Tuesday, June 25, 2013

Making Me New

Last night, I watched an episode of Extreme Weight Loss. In the episode I watched, a woman named Meredith works to reach her goal of weighing 155 pounds. She has tried everything she could to lose weight but she's been unsuccessful. And that's why she has to get to the root of her overeating: the fact that she was given away and adopted as a baby. She has felt the sense of rejection for the majority of her life. As she works through the feelings associated with the adoption, she finds acceptance and her real meaning in life.

Sometimes what we need to do in order to move forward is get at the root of the negative things in our lives.


Right now, in my own recovery, I'm working to get to the root of my illnesses: the abuse and neglect I endured for many years as a child and teenager. There is a ton of hurt, distrust and other negative feelings that come with being severely abused for so many years. I deal with feelings of rejection, betrayal and hurt among a myriad of other associated feelings.

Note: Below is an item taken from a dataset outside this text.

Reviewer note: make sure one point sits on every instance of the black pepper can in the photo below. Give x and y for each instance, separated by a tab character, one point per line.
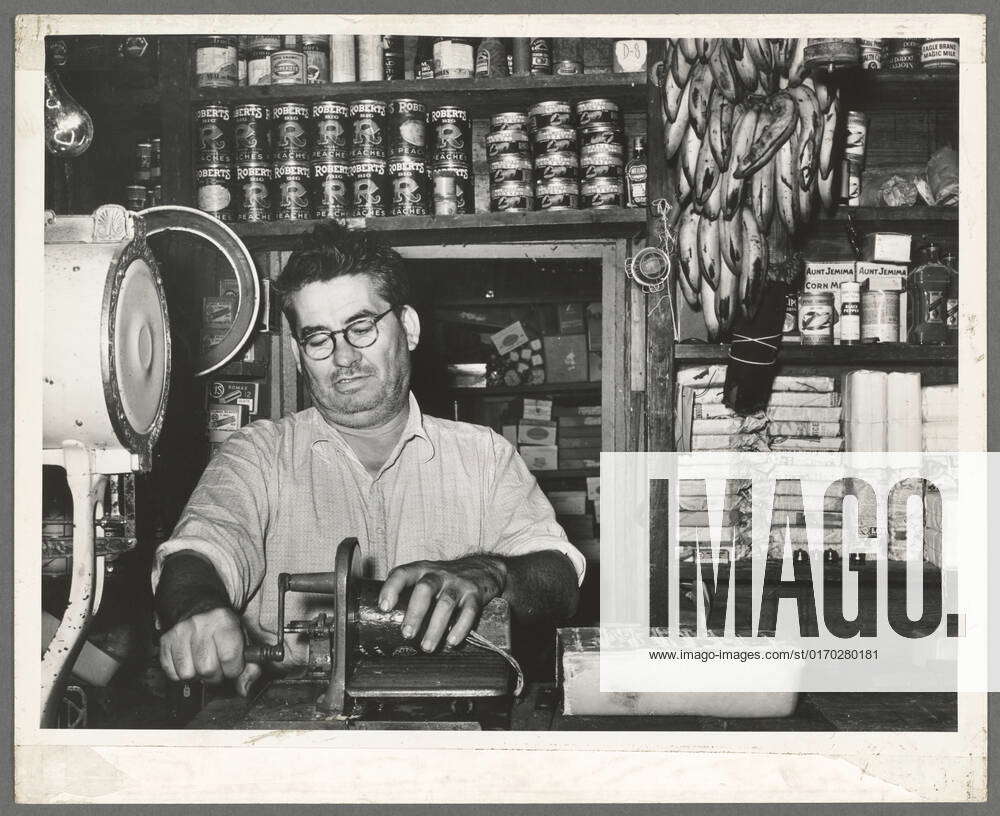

For the past month or so, I've been dealing with paranoia. I've been working through the paranoid thoughts with my therapist. I've been working to find truth in the paranoia, to reach down into my trust issues and find out what's real. I think that distrust is the root of my paranoia. On one hand, I am sucked into believing that everybody is plotting against me.  But the other hand says that people are not after me, that there are people who care deeply about me. Sometimes I really want to react to others if I think they're after me. But when I do, I instead think to myself, "They're not after you. You'll be okay. Just move forward." I try to think about the logic of everyone conspiring against me.

After Father's Day a few weeks ago, my therapist told me to reframe the holiday by doing something nice for families, like cleaning up a park where families go... something to support good fathers. My therapist has started to help me reframe my past and look at it in a new light so it doesn't have the control it's had in my life for so long. I'm starting to go away from my comfort zone to overcome the negative feelings that have haunted me for so long. It's a struggle but it's a battle I'm willing to fight.

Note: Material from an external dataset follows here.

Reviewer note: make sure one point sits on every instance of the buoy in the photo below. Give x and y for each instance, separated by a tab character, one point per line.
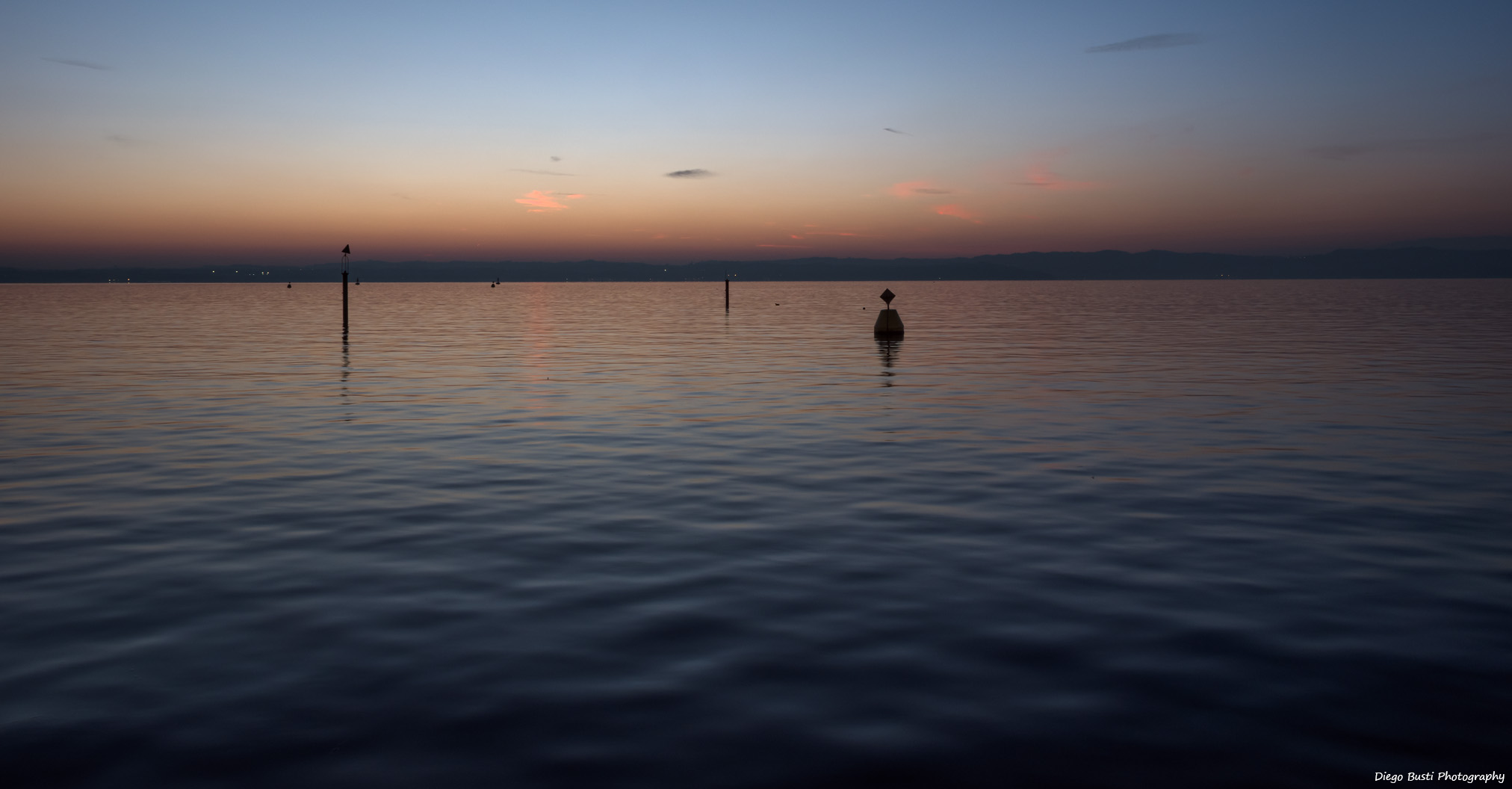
888	321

In a way, it's making the negative into positive. It's looking at my past in a different way that can help me move forward. For me, it means moving forward in spite of all the garbage I've been through and are going through.

I'm actually glad that a few people have said that the medications will not really help the paranoia I'm dealing with. They told me I have to work through the paranoia by challenging my thought patterns. I like challenging the negative thoughts because it is about taking back power and control. It's about standing up for what I endured as a child. It's one of the most difficult things I've done but I'm up for the challenge. It's truly helping me to heal.

"this one thing I do, forgetting those things which are behind, 
and reaching forth unto those things which are before"
-Philippians 3:13 (KJV)

"Therefore if any man be in Christ, 
he is a new creature: 
old things are passed away; 
behold, all things are become new."
-2 Corinthians 5:17 (KJV)

Each new day is an adventure and part of the struggle to take back my life that was taken, but it is an opportunity to become new in Christ. It is a chance to heal in a way I have never done before.